Creative use of the space and wiz bang, National-Theatre-budget-standard effects compelled the action from the moonlit interior of Westminster Cathedral 2008 to the Arctic 1895 and back again via original footage, film and a brief, inexplicable trip to the ballet. The performers were equally strong, and the topic, the life and times of arctic explorer, Fridtjof Nansen, comfortably worthy of dissection and theatrical reproduction. It was the fusion of these parts – the text and direction – which was the ice flow which sunk Fram (taken from the name of Nansen’s boat.).
Writer/ director Tony Harrison thought Nansen’s need to be a hero, first as a North Pole racer then as an international envoy for the 1921 Russian famine, was best explored in a rhyming prose somewhere between Roald Dahl and a classical Greek play. This was delivered to the audience panto style with added overt dramatic outbursts and confronting projected images which alternated in belittling the seriousness of the material and emotionally sensationalising it. I was provoked but I doubt it was for the right reasons.
A naff projection of the narrator, Gilbert Murray (Jeff Rawle), a 19th Century translator of classical Greek plays and his muse, actress Sybil Thorndike (Sian Thomas), entering the National Theatre settled me into the idea of this being a schools production. That was until the swearing started, including a tirade of Mamet worthy f***s and a c***, still a step too far for most audiences, which made me wonder who the h*** this production was for. Jokes about ancient Greek texts even a theatre student wouldn’t get only confused me more (I don’t know many anarchic ancient Greek scholars with a passion for the history of Arctic exploration?).
I did develop a sympathy for Nansen (and I certainly learnt a lot about him over the three hours), but it was mostly concern about him turning in his grave. Desperately inviting the image of a starved victim of the Russian famine (one of Nansen’s projected slides) to throw off its theatrical pretence of death, only to have it do so with a cackle made me feel angry at Harrison rather than conveying the emotion Nansen must have felt when he took the photo to show the world . Again I was confused: Why was the audience being provoked? What was I supposed to be getting from this? The only character I really connected with was Hjalmar Johansen (the excellent Mark Addy), Nansen’s storm-darkened Arctic companion, who, like me, gave the impression he would rather be somewhere else and was unhappy about where the production was headed.

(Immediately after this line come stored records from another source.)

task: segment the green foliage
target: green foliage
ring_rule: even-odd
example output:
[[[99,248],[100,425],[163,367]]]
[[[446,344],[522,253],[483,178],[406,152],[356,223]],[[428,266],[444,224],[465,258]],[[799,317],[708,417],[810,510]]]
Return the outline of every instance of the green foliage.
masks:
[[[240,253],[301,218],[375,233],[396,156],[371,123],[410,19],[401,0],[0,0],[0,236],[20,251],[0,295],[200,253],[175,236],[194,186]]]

He would have likened the evening to spending an Arctic winter in a shared bear skin sleeping bag with the stench of two men and Nansen’s recited poetry (another thing Fram taught me about Nansen – which made me think censored it could still be a successful schools production?).
After a random ten minute ballet which had no clear reference to anything before or after (other than getting another top stage name, Wayne McGregor, enticingly added to the programme?) and a painfully long, frustrating scene re-enacting a meeting between famine relief agencies, the interval came offering a chance to sit back and try and understand why… My companion wanted to leave but Nansen and Johansen stuck it out in the Arctic and I said damn it, we would too. Later when he had his coat over his eyes and I was repeating a mantra of ‘please stop, please stop, please stop…’ as a poet with his mouth, eyes and ears sewn up hummed for five minutes I was questioning my decision.
The long-promised Fram only appeared at the very end, half sunk in the ice (in real life it survived the arctic) and the characters of Nansen and Johansen tried, I think, to summarise what we’d just seen. It was a dramatic image, them sitting on top of the sinking ship…I’m not a theatre cretin and I wanted to get it and to enjoy it – but I just didn’t.